News/Research

Grace Gipson at the National Council of Black Studies

06 Apr, 2017

Grace Gipson at the National Council of Black Studies

This spring, we were pleased to offer several grants to help support our students in sharing their research at the premiere conferences in their field. Below, Grace Gipson reflects on her experience at the National Council of Black Studies this March.

The future is now…this idea would become very clear as I prepared to participate in the 41st Annual Conference of the National Council of Black Studies conference in Houston, TX. The theme for this year’s conference was “Resistance: In Memory of the Houston Uprising of 1917, Defining Social Responsibility in the New Millennium.” This would be very appropriate as many of the conference panels, roundtable discussions, and plenary session particularly addressed the ‘Defining Social Responsibility in the New Millennium’ component.

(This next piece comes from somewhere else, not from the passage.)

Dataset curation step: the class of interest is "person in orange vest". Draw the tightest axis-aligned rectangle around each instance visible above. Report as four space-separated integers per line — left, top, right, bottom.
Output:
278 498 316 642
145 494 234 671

Considering the academy, more specifically African American and Africana Studies, is constantly evolving and engaging in new work, I felt it more than appropriate to engage with my own definition of social responsibility in this new millennium. This definition came to light through my presentation entitled: “She is Here: Black and Female Bodies in the Future.” More specifically, my contribution to this definition engaged with various topics, which included social media activism through several Twitter hashtags, performance video and visual art, and the relationship between this notion of #BlackGirlMagic and STEM (science, technology, engineering, and math) through the narrative of pre-teen Marvel Comics character Lunella Lafayette. Overall, my presentation engaged with giving voice to underrepresented Black and African diasporic female voices/narratives and the ways in which race, gender, technology, agency, and liberation intersect. Additionally, my presentation among others offered additional outlets to how we discuss different methods (past and present) of resistance and survival within today’s society. Thus, it became very clear during this conference the importance and the role of digital activism and how it aids in providing new perspectives surrounding civil rights and liberation.

NCBS this year would be a very engaging and insightful conference that helped to contribute some new knowledge towards my dissertation project, while also confirming its importance. As African American Studies continues to grow as a discipline, the conference this year showed how there are many opportunities to discuss the connections and burgeoning relationships between race and new media.